Tools are peaking and linux with TWM from the 1987 is winning! ;)

For more depth on my reasoning: http://move.rupy.se/file/park_engine.html




Why does energy consumption matter?

In any case, I was able to start programming my first games using a pirated copy of GW Basic on a PC XT. That's all you really needed.

Then I think around the 286 or 386 PC clones I discovered open source libraries like Allegro (a competitor of today's SDL), and it wasn't even pirated anymore! Really, all you need to program games.


Because, if you haven't noticed, we are running out of energy?

Basic is not performant enough to make games that are interesting.

If you could afford a 286/386 you are not really in the majority of the human population.

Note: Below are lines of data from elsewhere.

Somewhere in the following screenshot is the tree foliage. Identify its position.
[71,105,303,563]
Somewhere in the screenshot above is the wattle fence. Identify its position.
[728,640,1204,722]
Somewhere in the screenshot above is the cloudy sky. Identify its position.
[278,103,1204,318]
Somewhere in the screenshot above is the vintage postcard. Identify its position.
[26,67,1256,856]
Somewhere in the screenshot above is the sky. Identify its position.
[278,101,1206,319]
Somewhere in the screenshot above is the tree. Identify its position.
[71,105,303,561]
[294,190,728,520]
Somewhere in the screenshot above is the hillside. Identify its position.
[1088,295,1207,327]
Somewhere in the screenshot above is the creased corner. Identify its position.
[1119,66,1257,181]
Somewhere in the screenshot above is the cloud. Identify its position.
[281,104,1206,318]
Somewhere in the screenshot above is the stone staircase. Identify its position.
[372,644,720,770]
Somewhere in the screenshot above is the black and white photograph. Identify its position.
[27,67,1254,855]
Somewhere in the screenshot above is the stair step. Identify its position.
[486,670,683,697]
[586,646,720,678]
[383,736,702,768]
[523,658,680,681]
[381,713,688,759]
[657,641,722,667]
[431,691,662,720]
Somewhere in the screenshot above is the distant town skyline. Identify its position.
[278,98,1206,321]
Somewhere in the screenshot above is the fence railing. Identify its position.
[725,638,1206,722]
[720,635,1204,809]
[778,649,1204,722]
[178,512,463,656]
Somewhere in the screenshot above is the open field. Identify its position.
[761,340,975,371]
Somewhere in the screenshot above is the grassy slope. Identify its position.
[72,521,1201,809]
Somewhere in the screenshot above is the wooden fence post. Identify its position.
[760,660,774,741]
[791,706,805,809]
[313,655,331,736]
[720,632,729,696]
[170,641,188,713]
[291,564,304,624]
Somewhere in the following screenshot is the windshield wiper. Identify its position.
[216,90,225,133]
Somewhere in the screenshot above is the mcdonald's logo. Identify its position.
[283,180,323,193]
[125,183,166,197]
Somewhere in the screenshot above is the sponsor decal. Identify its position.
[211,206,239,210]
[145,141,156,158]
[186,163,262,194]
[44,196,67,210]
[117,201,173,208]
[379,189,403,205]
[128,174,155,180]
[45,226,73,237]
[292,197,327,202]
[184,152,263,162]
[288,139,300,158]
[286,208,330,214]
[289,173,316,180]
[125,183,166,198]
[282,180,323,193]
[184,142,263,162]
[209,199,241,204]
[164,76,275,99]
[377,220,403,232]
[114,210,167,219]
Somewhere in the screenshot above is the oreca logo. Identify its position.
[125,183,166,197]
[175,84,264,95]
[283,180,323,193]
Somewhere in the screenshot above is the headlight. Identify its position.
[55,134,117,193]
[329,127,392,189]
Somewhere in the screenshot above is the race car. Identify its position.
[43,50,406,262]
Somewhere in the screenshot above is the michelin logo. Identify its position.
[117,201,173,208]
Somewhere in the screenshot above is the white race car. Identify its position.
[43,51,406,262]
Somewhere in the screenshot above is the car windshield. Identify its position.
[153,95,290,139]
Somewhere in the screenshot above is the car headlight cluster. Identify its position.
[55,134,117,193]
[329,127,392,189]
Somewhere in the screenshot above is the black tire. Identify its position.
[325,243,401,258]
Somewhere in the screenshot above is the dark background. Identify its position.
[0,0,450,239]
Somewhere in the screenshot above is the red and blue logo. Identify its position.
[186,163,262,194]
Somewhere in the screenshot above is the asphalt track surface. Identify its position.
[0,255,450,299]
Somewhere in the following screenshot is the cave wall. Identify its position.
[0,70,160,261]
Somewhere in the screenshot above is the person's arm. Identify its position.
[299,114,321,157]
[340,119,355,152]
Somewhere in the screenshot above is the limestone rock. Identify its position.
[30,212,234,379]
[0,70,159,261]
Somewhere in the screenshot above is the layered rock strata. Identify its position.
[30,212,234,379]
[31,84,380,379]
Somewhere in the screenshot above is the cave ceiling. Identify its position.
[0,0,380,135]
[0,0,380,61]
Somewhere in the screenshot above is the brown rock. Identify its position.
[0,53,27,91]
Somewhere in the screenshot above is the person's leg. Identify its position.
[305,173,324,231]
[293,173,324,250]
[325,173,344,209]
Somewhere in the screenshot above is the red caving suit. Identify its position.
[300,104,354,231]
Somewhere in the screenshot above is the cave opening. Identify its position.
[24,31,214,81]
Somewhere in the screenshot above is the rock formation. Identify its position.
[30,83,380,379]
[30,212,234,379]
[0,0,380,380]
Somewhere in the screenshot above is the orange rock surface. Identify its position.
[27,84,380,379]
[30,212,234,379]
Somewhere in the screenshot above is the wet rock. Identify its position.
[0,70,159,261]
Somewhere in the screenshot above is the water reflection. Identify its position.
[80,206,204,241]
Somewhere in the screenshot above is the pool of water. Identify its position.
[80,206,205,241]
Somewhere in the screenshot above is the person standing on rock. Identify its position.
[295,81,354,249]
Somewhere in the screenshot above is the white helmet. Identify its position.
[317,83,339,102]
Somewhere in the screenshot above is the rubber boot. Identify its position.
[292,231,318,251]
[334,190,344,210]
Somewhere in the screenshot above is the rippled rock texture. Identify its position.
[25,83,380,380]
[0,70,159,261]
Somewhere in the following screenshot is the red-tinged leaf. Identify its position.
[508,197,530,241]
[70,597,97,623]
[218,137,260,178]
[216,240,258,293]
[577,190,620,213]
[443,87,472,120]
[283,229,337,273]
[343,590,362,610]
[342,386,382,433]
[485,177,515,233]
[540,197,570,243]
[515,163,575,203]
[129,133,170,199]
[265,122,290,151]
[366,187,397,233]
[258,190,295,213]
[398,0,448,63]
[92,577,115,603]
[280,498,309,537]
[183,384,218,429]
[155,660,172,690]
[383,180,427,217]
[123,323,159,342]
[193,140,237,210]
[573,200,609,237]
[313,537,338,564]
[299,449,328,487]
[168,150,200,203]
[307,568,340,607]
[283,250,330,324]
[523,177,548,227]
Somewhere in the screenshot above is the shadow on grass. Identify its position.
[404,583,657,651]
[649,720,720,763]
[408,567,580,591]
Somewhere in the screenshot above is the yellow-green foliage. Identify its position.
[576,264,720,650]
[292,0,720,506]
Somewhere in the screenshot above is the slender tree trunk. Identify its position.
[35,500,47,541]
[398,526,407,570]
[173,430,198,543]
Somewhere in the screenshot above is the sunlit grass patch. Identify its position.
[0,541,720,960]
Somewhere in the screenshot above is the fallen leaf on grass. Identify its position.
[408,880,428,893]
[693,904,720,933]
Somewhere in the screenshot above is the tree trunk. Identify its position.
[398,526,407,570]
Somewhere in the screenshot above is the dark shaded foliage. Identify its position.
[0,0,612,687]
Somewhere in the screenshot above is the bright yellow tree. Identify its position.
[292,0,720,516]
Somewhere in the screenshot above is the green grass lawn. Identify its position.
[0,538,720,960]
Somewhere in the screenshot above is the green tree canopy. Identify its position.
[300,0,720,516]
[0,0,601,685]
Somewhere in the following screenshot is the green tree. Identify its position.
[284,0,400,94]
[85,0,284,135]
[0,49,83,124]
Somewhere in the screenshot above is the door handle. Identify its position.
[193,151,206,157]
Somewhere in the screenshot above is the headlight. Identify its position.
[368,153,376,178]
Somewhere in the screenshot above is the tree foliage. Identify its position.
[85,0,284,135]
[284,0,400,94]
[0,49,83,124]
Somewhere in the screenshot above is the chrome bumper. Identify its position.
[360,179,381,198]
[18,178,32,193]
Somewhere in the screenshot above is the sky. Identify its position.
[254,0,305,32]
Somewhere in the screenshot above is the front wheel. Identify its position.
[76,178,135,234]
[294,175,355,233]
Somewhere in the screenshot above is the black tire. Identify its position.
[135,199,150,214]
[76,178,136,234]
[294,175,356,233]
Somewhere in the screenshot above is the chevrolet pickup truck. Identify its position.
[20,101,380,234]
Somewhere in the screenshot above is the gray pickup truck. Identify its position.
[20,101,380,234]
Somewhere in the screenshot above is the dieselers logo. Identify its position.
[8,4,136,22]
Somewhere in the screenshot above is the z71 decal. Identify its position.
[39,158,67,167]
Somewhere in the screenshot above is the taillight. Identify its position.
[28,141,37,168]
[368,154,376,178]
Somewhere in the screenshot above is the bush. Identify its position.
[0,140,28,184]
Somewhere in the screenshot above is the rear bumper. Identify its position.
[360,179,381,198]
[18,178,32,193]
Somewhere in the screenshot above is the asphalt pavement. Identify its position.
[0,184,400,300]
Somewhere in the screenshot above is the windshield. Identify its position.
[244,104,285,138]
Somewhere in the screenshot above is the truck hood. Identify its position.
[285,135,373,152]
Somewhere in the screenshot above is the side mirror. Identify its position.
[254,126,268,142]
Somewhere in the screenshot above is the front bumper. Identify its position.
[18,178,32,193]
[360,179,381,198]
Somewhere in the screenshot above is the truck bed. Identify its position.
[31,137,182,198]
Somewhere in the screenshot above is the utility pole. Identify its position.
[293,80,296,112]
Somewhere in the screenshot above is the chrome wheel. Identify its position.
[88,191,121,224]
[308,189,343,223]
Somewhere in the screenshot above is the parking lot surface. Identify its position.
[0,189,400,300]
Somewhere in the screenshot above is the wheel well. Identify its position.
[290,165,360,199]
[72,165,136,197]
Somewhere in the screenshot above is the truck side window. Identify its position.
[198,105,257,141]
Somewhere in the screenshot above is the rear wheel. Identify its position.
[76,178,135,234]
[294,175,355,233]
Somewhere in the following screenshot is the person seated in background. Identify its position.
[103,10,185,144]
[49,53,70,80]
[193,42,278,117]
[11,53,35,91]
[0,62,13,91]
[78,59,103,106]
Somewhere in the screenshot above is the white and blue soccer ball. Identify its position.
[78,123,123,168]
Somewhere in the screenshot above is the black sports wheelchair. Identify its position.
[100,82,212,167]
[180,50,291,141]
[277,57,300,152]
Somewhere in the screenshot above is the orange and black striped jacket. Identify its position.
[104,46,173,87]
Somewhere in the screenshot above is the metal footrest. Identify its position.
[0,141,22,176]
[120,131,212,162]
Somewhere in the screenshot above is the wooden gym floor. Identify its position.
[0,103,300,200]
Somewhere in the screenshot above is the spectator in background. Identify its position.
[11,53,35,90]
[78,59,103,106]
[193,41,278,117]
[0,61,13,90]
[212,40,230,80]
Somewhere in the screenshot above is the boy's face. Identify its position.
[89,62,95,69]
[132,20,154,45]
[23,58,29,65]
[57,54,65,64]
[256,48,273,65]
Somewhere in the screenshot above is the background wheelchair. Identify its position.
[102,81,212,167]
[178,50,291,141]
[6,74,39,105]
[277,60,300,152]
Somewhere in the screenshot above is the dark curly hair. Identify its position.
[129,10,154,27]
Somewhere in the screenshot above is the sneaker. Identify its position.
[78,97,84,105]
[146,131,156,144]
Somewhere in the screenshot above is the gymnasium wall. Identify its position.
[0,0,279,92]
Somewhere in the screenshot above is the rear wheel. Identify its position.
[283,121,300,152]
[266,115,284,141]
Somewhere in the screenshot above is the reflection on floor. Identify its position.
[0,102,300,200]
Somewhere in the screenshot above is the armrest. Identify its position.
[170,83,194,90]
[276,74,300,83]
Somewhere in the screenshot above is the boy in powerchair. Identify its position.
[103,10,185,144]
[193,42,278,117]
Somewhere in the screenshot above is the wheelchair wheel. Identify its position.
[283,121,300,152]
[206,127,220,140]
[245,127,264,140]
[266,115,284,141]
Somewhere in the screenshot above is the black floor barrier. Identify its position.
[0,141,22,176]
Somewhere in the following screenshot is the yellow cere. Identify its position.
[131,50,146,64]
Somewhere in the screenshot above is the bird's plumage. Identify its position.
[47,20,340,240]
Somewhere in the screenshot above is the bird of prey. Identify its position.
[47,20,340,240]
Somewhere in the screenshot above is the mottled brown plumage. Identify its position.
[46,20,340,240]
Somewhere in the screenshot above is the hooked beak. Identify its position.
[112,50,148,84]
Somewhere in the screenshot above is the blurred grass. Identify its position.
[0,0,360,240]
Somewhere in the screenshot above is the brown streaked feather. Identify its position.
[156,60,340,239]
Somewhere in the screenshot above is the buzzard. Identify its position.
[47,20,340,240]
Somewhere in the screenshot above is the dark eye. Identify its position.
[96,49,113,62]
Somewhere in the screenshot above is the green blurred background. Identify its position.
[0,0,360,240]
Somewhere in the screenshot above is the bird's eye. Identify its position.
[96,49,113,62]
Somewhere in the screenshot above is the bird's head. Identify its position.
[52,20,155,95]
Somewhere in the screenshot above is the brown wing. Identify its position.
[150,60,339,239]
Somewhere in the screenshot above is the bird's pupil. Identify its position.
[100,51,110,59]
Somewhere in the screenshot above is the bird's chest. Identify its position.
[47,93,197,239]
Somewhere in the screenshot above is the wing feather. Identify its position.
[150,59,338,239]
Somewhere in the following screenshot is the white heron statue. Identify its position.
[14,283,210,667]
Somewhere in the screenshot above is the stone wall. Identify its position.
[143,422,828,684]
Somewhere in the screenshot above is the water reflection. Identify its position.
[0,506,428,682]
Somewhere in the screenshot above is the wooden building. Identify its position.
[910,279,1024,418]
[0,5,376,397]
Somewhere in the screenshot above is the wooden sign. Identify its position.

> "Because, if you haven't noticed, we are running out of energy?"

Energy as an abstract concern is a very low priority for any hobbyist games creator. You care about building cool stuff. You only care about energy if it impacts your game.

> "Basic is not performant enough to make games that are interesting."

This is simply not true. There are even commercial BASICs that specialize in game creation.

> "If you could afford a 286/386 you are not really in the majority of the human population."

Nobody with an interest in videogame creation is. It was a very cheap 286 PC clone anyway; we couldn't afford a brand PC. But I acknowledge most people weren't programming at home back then.

My point: Raspberries aren't at all needed for programming. Any computer would do. You don't need a magic device.